Relocation expense tracking system operational

Agencies unable to afford a system for tracking relocation expenses can contract with a government business center.

A system for tracking agencies' relocation expenses is up and running at a government business center.

The Administrative Resource Center at the Treasury Department's Bureau of the Public Debt operates a Web-based system that automates expense management processes. The center provides relocation services to 19 agencies.

"Our goal is to provide a one-stop relocation service for smaller federal agencies and their employees," said Roger Burris, a relocation specialist at the center in Parkersburg, W.Va. "You can extract the [relocation information] any way you want or the way [the Office of Management and Budget] wants it to be extracted."

Currently, the center processes about 500 relocations each year, but Burris expects that number to increase. "We have nowhere to go but up," Burris said. "Our growth potential is very good."

The applications' creator, a Fairfax, Va.-based software company called mLINQS, expects to release an updated version in March that will include the ability to process international relocations. The bureau's resource center expects to implement the updated software this summer.

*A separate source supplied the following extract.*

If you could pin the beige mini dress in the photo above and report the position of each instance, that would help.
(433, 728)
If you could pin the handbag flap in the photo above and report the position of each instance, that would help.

Burris said the center's focus is on smaller agencies with limited budgets that cannot afford the overhead of operating a relocation program. Through a contract with the business center, agencies pay a fee per relocation. The center's clients relocate anywhere from a few workers to more than 400 workers a year.

The government moves about 22,000 workers a year, and about 80 percent of the relocations are completed by just 10 percent of the agencies, according to Office of Management and Budget data.

The application automates federal rules on relocations and adheres to Federal Enterprise Architecture and eTravel Service standards. Per diem and standard mileage rates are automatically updated, as well as federal and state tax rates based on locations and travel dates.

Agencies are under pressure from OMB and lawmakers to gather employee relocation costs. A mandated biennial report compiled by the General Services Administration from agencies' relocation data contained information that was described as worthless by critics because the data was flawed and inaccurate.

To find out how much agencies spend moving workers, a Federal Travel Regulation rule proposal would require federal agencies to acquire a relocation management program by Sept. 30, 2005.

An advisory board made up of government and private industry representatives is preparing to recommend core changes to the Federal Travel Regulation's relocation rules. The board's next meeting is March 23.